Tuesday, June 24, 2008

wtf?

I really don't know how to comment on this. If anyone out there isn't surprised, please raise your hand, so that I can point my finger at you and call you a liar.

Of course, promises are cheap, and "open" is a word that's almost completely empty in the corporate world, but the massive restructuring of the Symbian platform is radical enough.

It's comforting to know that the mobile blogosphere will give me answers to all the questions that this announcement raises within the next couple of days. So what are they going to say? "Facing ever sterner competition from Windows Mobile, Google's Android and Apple's iPhone, the key players in the Symbian ecosystem decided to take action, to lead to market to bla-bla"? Yes, probably. "Symbian finally succumbed to Nokia"? Yes, probably. "So how are they planning to make a profit?" Definitely.

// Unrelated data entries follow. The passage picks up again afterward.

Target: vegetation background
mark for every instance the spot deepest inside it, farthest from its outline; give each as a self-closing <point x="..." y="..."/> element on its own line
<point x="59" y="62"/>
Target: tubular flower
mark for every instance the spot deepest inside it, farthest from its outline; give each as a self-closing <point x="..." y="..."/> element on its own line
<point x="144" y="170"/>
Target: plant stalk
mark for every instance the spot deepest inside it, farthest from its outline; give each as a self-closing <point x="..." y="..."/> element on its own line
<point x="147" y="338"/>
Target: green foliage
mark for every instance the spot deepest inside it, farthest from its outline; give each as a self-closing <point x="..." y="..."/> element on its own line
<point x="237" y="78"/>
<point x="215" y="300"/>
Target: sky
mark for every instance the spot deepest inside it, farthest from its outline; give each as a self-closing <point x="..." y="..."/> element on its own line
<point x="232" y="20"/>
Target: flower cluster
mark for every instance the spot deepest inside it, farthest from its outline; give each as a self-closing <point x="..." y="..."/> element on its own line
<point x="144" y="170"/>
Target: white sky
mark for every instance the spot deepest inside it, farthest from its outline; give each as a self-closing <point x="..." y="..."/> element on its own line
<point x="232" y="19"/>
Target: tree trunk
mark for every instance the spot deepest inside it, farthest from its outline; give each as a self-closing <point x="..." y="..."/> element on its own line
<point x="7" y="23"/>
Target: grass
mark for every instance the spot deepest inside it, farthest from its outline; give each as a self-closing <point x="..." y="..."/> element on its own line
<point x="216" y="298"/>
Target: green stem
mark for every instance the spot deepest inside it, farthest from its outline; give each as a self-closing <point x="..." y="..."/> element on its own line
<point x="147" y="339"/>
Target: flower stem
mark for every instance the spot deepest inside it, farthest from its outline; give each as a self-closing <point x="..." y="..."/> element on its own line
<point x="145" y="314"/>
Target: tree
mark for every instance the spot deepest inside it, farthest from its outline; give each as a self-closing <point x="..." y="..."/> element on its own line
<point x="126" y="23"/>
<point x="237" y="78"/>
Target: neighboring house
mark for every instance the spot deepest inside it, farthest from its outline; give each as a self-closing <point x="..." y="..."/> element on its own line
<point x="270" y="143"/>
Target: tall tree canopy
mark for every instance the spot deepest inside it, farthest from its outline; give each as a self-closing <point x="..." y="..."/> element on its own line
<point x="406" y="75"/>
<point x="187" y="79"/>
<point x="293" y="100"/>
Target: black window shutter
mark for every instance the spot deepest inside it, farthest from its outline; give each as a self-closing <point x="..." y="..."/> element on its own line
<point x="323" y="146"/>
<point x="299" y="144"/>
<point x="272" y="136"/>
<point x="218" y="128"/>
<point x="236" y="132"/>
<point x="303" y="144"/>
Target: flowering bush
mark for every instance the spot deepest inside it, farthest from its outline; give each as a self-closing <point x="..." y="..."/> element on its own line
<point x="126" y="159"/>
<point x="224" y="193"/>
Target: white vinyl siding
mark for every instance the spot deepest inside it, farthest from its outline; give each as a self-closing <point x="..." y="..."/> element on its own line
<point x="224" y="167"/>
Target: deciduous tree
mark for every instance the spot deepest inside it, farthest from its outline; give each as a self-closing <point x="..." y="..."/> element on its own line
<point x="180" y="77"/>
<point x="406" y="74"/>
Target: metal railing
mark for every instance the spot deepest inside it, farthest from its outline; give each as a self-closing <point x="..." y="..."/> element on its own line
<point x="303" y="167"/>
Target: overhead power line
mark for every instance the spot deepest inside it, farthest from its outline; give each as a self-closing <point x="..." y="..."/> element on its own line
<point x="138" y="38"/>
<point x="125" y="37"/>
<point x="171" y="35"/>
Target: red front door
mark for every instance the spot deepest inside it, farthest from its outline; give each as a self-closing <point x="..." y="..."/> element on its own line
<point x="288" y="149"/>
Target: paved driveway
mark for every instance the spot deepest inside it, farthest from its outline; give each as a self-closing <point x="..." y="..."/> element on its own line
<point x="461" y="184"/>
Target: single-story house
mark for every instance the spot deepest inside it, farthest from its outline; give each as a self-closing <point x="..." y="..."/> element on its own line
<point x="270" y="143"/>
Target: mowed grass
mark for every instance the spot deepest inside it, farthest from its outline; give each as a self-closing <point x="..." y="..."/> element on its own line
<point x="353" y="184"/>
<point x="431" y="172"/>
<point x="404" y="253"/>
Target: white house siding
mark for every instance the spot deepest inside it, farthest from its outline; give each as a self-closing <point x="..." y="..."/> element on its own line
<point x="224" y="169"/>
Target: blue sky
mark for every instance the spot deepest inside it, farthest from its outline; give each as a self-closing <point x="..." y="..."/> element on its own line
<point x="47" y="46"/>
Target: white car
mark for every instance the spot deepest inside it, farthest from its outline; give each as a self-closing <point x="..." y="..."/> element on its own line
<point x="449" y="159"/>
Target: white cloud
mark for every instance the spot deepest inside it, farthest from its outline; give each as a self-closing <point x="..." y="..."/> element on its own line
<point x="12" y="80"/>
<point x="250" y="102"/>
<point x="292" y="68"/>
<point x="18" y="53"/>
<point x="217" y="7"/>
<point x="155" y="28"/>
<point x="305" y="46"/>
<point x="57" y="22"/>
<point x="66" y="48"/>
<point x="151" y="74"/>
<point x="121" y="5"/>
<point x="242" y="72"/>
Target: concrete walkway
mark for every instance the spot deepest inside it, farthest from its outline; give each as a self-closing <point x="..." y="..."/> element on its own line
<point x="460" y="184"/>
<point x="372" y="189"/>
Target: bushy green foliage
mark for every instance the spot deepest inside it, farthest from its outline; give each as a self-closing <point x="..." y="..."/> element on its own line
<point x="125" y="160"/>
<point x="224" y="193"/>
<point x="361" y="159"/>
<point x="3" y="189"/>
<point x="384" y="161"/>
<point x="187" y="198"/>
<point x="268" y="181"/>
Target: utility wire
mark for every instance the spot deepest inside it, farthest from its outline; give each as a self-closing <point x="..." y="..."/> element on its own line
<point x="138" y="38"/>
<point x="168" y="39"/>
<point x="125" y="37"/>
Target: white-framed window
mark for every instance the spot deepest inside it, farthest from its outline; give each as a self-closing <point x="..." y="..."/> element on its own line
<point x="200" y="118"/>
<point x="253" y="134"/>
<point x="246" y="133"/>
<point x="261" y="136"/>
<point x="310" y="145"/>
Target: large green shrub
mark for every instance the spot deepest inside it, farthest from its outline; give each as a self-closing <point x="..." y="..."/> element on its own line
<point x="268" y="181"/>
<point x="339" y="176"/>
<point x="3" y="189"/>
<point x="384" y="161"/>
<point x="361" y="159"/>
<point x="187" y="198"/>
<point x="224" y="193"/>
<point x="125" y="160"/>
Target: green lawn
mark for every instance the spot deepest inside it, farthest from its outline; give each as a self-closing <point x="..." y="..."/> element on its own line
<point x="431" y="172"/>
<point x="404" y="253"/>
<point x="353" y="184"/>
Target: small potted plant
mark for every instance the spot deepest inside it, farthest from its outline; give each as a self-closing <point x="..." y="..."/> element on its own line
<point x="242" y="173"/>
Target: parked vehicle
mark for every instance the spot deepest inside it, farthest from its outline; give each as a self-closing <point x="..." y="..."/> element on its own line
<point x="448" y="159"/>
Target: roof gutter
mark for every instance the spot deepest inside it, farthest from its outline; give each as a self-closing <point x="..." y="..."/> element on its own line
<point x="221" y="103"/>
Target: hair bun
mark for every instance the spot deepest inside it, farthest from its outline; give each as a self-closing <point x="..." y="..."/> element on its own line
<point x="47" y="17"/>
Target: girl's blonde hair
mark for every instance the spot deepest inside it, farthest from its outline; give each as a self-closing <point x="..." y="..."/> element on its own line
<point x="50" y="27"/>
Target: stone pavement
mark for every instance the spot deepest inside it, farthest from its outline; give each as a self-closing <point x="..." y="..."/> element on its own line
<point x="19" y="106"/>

Oh well, if this works out, it will have various interesting consequences. UIQ and MOAP will disappear (the useful parts that don't have counterparts in S60 will be assimilated, like a proven to be working outside the lab touch support). The mess that is Symbian will clash with the open source community, both technically and politically, and the Symbian Foundation will be the 666th company that come to learn that open source isn't about getting people to get engineers to work for you without paying them.

Can't be bothered to write anything more about this right now, but thanks to Nokia et al for an interesting press release, which I hope isn't a belated April fools joke.